Published online by Cambridge University Press: 05 March 2010
Introduction
The purpose of this chapter is to explore the implications of some facts about prosody and intonation for efforts to create more general and higher quality speech technology. It will emphasize parallels between speech synthesis and speech recognition, because I believe that the challenges presented in these two areas exhibit strong similarities and that the best progress will be made by working on both together.
In the area of synthesis, there are now text-to-speech systems that are useful in many practical applications, especially ones in which the users are experienced and motivated. In order to have more general and higher quality synthesis technology it will be desirable (1) to improve the phonetic quality of synthetic speech to the point where it is as easily comprehended as natural speech and where it is fully acceptable to naive or unmotivated listeners, (2) to use expressive variation appropriately to convey the structure and relative importance of information in complex materials, and (3) to model the speech of people of different ages, sexes, and dialects in order to support applications requiring use of multiple voices.
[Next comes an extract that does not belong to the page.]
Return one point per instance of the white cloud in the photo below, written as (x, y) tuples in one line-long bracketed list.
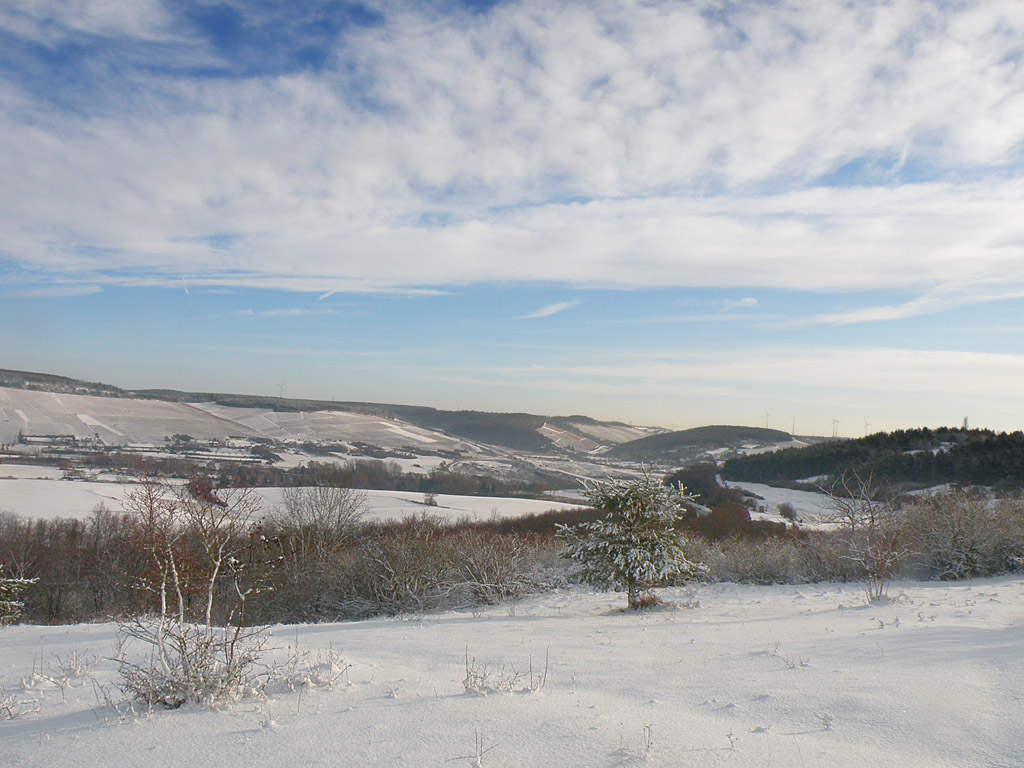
[(926, 374), (693, 147), (550, 309)]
Engineers working on recognition have a long-standing goal of building systems that can handle large-vocabulary continuous speech. To be useful, such systems must be either speaker-independent or speaker-dependent; if speaker-dependent, engineers must be trained using a sample of speech that can feasibly be collected and analyzed. Present systems exhibit a strong trade-off between degree of speaker independence on the one hand and the size of the vocabulary and branching factor in the grammar on the other.